Waahh! Having hoped she could strut in naked, Ashley resorts to the next best option: a tight black, multi-slitted dress! As she saunters onto the stage, the guys salivate as they secretly imagine Emily Maynard wearing it. “What was the lowest part, the toughest part for you?” Chris asks her. Widening her eyes and enunciating and nodding really dramatically in order to fight back the tears, Ashby lets it out. “I think seeing how everybody reacted to everything with Bentley, it’s been really hard.” She adds that “being played on national television,” and “being called an ‘ugly duckling’ ” was more humiliating than the wind blowing her bangs to the side and revealing her globe-like forehead. “The hardest part was seeing how much time I wasted,” she concludes. And to reassure all you haters, Ashley tells Chris that regardless of what happened, she’ll never change her talent of having bad judgment!

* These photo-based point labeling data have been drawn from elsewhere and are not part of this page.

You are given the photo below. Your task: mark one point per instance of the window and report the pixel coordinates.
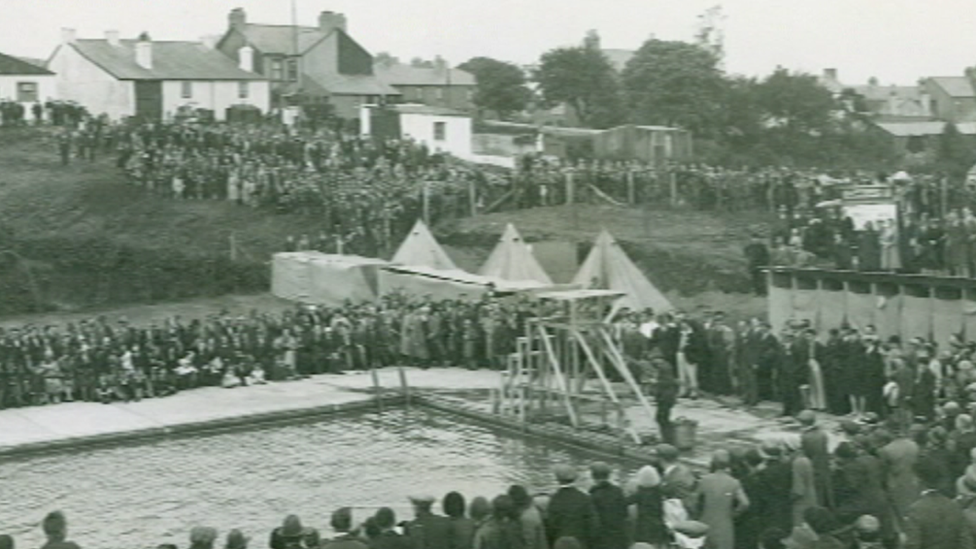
(26, 92)
(293, 70)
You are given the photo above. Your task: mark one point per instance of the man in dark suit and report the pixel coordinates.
(934, 521)
(427, 530)
(571, 512)
(611, 509)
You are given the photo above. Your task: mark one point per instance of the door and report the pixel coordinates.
(149, 99)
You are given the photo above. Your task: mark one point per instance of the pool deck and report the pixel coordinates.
(77, 424)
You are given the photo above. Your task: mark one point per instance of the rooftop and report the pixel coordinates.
(10, 65)
(407, 75)
(170, 61)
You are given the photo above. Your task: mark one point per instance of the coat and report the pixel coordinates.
(722, 497)
(571, 513)
(611, 509)
(649, 526)
(897, 458)
(430, 531)
(936, 522)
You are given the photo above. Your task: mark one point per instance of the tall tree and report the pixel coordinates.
(675, 84)
(584, 78)
(501, 86)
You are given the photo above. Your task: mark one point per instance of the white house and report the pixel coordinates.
(441, 129)
(153, 79)
(25, 82)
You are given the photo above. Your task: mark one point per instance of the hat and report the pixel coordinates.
(667, 452)
(236, 540)
(648, 477)
(807, 418)
(292, 527)
(565, 473)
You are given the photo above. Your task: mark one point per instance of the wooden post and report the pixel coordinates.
(377, 389)
(426, 202)
(472, 197)
(631, 191)
(403, 385)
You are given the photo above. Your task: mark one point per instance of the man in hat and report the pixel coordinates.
(571, 512)
(677, 480)
(813, 440)
(428, 530)
(934, 521)
(342, 523)
(611, 508)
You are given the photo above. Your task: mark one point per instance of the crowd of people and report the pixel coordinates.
(877, 488)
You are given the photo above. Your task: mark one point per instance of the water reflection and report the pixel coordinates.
(140, 496)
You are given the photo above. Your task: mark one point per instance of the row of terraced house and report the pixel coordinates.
(250, 64)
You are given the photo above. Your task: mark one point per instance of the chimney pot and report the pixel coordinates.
(237, 18)
(68, 35)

The-Three-People-We-Pray-Will-Disappear-From-TV Segment. Ali “Alien Hidden In Her Hair” Fedotowsky, Jason “Eyes Too Close Together” Mesnick, and DeAnna “Bitachy, Sour Puss” Pappas get on stage and share their mutual support for Miss Gullible. Out of all the empathetic words they say to her, Ashley enthusiastically latches onto Ali’s comment about feeling like the everyday girl—not a sexy Bachelorette. (In other words, she’s letting America know she believes she’s homely.) Despite getting flack from the public and from some of the dudes, the Dancing Queen ends the show by launching into a hear-me-roar speech. “Everything that happened and how much criticism I got—it got me to where I’m at right now,” she declares. “And that is the best place I’ve ever been in my life, and I would do it all over again.” (The audience applauds maniacally as they quickly remove the pins from their Ashley voodoo dolls.)
The season finale of the “Bachelorette” airs tomorrow at 8pm EST on ABC.